The Cubs were stymied with runners on, going 0-for-13 in the series with runners in scoring position. The Cardinals delivered. They had two on and two out in the first, and Wood intentionally walked David Freese to load the bases. Jon Jay and Tony Cruz each followed with two-run doubles to take a 4-0 lead. Jay finished with a career-high four hits.
The Cardinals had struggled offensively prior to this series.
"We know the talent is here," Jay said. "We know how many All-Stars we have. We know the way we've been pitching. It's a team that, if we can get into the playoffs, we can do some damage. But we have to get to the playoffs. That's our battle right now."

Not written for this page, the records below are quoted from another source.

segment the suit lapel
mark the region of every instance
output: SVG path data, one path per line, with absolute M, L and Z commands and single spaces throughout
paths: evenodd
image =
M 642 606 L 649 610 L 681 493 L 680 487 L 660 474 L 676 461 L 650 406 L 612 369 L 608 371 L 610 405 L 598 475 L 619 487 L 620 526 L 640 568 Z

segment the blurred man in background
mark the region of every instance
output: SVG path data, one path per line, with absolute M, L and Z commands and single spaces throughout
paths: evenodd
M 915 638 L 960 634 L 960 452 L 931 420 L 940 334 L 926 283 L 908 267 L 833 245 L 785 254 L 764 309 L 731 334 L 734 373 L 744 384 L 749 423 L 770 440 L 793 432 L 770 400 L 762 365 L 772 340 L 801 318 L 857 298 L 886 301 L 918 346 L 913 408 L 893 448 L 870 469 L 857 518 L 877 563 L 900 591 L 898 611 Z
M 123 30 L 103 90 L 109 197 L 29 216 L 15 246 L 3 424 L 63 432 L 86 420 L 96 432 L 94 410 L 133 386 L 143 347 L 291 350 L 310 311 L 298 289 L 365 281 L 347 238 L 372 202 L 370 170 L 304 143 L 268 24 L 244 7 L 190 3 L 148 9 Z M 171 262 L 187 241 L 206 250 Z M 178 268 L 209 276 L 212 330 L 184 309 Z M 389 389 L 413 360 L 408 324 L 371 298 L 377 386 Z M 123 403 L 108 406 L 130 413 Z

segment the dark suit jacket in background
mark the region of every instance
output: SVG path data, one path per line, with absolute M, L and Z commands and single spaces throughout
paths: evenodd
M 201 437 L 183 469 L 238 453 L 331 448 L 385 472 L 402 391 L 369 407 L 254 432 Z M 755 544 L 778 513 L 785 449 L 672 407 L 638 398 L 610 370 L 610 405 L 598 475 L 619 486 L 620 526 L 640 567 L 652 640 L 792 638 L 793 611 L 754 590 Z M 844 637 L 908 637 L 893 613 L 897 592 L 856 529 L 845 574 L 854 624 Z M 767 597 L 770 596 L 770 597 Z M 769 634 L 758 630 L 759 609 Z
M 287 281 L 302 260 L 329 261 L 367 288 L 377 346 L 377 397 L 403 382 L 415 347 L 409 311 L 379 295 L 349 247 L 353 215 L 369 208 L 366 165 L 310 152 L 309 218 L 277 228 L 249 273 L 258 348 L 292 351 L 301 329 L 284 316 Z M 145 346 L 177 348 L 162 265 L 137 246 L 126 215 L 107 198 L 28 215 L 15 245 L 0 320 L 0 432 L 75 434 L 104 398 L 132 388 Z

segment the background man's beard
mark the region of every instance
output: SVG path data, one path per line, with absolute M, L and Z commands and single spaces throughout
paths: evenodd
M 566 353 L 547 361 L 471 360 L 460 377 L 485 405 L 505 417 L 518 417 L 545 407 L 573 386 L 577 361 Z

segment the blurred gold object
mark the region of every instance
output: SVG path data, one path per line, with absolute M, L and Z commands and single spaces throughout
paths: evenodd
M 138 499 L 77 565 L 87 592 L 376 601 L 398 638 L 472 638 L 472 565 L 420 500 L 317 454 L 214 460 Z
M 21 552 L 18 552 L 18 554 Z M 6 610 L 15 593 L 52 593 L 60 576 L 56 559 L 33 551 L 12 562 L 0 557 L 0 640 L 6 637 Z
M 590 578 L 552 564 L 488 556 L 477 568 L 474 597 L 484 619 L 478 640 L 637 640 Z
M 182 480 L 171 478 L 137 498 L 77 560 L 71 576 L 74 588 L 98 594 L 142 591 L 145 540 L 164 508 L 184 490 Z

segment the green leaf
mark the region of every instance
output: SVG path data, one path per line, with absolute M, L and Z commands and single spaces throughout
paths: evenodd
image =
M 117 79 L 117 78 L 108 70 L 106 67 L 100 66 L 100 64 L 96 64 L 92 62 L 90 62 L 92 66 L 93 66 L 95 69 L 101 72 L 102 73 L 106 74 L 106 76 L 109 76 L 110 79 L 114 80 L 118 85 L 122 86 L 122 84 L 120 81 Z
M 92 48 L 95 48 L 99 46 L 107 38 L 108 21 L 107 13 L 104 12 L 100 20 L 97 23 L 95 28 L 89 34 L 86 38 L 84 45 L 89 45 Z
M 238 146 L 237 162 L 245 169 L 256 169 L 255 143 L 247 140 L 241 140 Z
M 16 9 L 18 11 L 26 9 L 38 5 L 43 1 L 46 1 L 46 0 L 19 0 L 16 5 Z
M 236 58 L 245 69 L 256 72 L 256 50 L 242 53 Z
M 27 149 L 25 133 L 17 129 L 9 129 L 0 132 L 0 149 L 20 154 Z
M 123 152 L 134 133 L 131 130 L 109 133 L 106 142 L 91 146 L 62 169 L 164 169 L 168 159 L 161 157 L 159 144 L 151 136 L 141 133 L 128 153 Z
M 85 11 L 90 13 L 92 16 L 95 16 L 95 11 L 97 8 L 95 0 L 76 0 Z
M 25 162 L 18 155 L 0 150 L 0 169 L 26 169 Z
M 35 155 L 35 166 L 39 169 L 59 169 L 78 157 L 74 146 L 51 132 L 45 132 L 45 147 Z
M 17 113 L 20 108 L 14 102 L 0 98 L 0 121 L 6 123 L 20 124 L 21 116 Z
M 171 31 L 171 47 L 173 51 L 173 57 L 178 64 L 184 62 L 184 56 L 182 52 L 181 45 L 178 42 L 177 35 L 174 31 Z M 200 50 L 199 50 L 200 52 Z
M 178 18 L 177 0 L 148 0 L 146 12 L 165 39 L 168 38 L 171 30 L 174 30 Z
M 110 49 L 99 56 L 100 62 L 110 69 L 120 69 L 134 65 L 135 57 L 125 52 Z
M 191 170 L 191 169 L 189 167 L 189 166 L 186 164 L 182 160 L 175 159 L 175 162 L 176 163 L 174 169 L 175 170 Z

Tyler Greene hit a sacrifice fly in the fourth, and Holliday led off the fifth with his 16th home run, hitting the first pitch from Wood. Beltran hit Wood's next one 407 feet to left for his 21st home run to make it 7-0.
"[Holliday] hit a first-pitch changeup that was down, and a first-pitch cutter in that Beltran hit," Wood said. "They were pitches that I thought were where they needed to be. They're good hitters, they got to them and hit them out of the park."
"That's a good ballclub across the way," Sveum said. "They won the World Series last year, so it's always going to be tough to face that lineup, especially when we have to throw left-handers at them."
Wood (4-5) served up seven runs on nine hits over six innings, and has lost two straight after winning four in a row. The left-hander had given up four runs total in those four wins, but has been charged with 15 runs over 10 2/3 innings in his last two games.
"They had my number today," Wood said.